The court finds there were reasonable grounds for this appeal.
It is ordered that a special mandate issue out of this court directing the Common Pleas Court to carry this judgment into execution. The defendant's conviction having been affirmed, any bail pending appeal is terminated. Case remanded to the trial court for execution of sentence.
A certified copy of this entry shall constitute the mandate pursuant to Rule 27 of the Rules of Appellate Procedure.
DYKE, A.J., and PORTER, J., CONCUR.__________________________ MICHAEL J. CORRIGAN, JUDGE
1 Appellant's assignments of error two through four state:
II. OHIO'S SEXUAL PREDATOR STATUTE VIOLATES THE CONCEPTS OF SEPARATION OF POWERS BECAUSE IT FORCES A TRIAL COURT TO INVESTIGATE, PROSECUTE AND ADJUDICATE INDIVIDUALS AS SEXUAL PREDATORS.
III. THE ADJUDICATION PROVISIONS VIOLATE THE DUE PROCESS CLAUSES OF THE FOURTEENTH AMENDMENT TO THE UNITED STATES CONSTITUTION AND ARTICLE I OF THE OHIO CONSTITUTION, BECAUSE OHIO'S CLASSIFICATION SCHEME IS SYSTEMATICALLY FLAWED.
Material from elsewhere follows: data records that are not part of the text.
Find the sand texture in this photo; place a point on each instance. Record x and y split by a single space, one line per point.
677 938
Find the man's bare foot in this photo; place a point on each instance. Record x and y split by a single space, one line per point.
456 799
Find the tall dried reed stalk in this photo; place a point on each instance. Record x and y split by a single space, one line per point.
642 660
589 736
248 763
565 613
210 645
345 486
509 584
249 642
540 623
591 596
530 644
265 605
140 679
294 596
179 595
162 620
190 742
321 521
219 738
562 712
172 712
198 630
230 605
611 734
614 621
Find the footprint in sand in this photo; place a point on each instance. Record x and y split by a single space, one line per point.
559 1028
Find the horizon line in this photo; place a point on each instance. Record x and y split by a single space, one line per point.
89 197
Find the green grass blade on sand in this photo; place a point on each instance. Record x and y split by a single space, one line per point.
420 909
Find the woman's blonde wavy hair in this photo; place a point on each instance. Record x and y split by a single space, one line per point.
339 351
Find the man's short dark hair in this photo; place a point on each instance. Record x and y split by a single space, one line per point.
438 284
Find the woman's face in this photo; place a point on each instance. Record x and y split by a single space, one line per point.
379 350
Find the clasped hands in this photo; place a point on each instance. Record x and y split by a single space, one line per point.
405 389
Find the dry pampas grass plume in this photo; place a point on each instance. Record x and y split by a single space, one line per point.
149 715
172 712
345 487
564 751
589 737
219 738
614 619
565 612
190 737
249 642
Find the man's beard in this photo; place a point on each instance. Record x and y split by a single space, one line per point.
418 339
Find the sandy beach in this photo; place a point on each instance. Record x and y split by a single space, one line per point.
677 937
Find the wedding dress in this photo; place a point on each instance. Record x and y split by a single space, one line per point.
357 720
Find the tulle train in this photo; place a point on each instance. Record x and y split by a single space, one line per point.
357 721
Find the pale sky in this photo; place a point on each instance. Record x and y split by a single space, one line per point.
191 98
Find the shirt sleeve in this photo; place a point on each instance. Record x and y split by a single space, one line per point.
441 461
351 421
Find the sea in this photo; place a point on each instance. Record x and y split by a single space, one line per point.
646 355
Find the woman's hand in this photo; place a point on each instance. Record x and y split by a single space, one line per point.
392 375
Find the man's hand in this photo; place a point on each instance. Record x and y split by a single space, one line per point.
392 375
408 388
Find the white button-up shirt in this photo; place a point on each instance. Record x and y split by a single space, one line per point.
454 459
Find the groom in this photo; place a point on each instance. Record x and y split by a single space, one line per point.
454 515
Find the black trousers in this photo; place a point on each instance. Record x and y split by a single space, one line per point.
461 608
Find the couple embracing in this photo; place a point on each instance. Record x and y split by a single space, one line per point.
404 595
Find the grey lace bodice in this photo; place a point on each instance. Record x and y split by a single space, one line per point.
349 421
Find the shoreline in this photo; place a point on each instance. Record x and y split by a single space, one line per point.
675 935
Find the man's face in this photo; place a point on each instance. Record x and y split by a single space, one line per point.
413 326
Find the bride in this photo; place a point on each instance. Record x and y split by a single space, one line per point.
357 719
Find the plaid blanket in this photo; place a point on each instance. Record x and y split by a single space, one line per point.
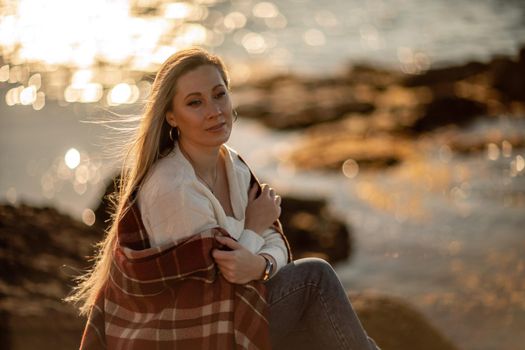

IV. THE TRIAL COURT ERRED WHEN IT CLASSIFIED THE APPELLANT AS A SEXUAL PREDATOR BECAUSE THE LABEL IS UNREASONABLE OR ARBITRARY IN VIOLATION OF SECTION 1 AND 2 OF ARTICLE I OF THE OHIO CONSTITUTION AS WAS HELD BY THE ELEVENTH DISTRICT IN STATE V. WILLIAMS.
2 It is important to note that the population which the appellant's Minnesota score is being compared to is other sex offenders, not the population at large. According to DeFeo's testimony, only the upper 20% of sex offenders in the program are classified as high risk using the Minnesota scale.